6- Water Budget Analysis

Water budget analysis is extremely important for sustainability of socioeconomic growth.
Formerly, one of the four largest lakes in the world with an area of 68,000 sq-km (26,300 sq-mi), the Aral Sea has been steadily shrinking since the 1960s after the rivers that fed it were diverted by Soviet irrigation projects. By 1997, it had declined to 10% of its original size.

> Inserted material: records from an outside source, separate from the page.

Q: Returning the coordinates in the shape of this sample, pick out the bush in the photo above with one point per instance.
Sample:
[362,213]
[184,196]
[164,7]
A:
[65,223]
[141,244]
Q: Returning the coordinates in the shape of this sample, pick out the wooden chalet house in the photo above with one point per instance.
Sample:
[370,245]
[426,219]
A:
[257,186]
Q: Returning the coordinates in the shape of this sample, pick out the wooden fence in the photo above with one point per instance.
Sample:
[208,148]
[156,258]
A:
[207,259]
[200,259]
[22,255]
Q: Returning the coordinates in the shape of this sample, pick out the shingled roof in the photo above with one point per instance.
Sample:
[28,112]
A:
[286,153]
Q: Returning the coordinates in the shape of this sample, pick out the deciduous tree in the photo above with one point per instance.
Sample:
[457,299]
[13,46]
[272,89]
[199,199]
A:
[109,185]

The right hand side shows Iran’s Lake Urmia, which was one of the largest saltwater lakes in the world. With eight times as much salt as seawater, it was the globe’s largest habitat for brine shrimps, which attract flamingos, other birds as they migrate across Asia. But the lake is shirinking. Using images captured by USGS-NASA Landsat satellites, it is determined that its area has decreased by 88% since the 1970s. Many blamed severe drought, but climate data from satellites and other sources demonstrated that the lake is shrinking even in wet years. Therefore, research suggests that the reason is unsustainable agricultural developments. As water retreats, it leaves behind a salty crust that is swept into the air by dust storms. These particles can cause respiratory problems in humans and on nearby agricultural lands. The bottom panel shows that the Great Salt Lake in Utah, United States, is also shrinking.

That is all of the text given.